И вот по ночам, когда картофельные плантации не охранялись, крестьяне украдкой подкапывали кусты, выбирали самые крупные клубни и потом высаживали их на своих полях.
Передовой для своего времени человек, генеральный контролер финансов Тюрго достиг цели. Сначала крестьяне краденые клубни высаживали и собранный урожай с выгодой продавали тем же государственным хозяйствам. Потом сельские жители стали пробовать прежде ненавистные им «земляные яблоки», и они пришлись по вкусу. Так, в течение нескольких лет картофель распространился по всей Франции и занял после зерновых одно из ведущих мест в сельскохозяйственном производстве.

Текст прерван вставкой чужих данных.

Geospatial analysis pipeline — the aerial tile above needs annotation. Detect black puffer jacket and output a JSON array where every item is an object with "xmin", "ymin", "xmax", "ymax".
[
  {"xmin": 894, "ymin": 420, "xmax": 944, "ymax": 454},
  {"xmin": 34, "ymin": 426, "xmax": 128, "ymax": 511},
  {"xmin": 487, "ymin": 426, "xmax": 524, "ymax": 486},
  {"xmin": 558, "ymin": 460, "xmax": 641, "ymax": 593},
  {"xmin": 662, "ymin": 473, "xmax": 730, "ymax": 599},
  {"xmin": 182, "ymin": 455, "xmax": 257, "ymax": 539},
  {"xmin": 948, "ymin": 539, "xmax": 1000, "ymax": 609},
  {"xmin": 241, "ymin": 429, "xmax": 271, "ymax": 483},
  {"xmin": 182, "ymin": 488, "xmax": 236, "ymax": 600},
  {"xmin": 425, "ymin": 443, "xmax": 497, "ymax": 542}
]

Вспоминая об этом, великий русский революционный демократ, публицист и писатель А. И. Герцен в своем романе «Былое и думы» отметил, что знаменитый Тюрго умело воспользовался психологией крестьянина-собственника, и это подействовало лучше прямых указов, посул о наградах и разных принудительных мер.
Картофельный бунт в России
В мае 1842 года среди удельных[1]
крестьян Нечкинского приказа[2] Сарапульского уезда Вятской губернии вспыхнуло волнение, которое царские власти рассматривали как бунт.Вскоре к «бунтарям» присоединились казенные (государственные) крестьяне Владимирской, Пермской, Оренбургской, Тобольской, Казанской и Саратовской губерний, а несколько позднее «бунт» охватил одиннадцать губерний Центральной России, Урала и Севера.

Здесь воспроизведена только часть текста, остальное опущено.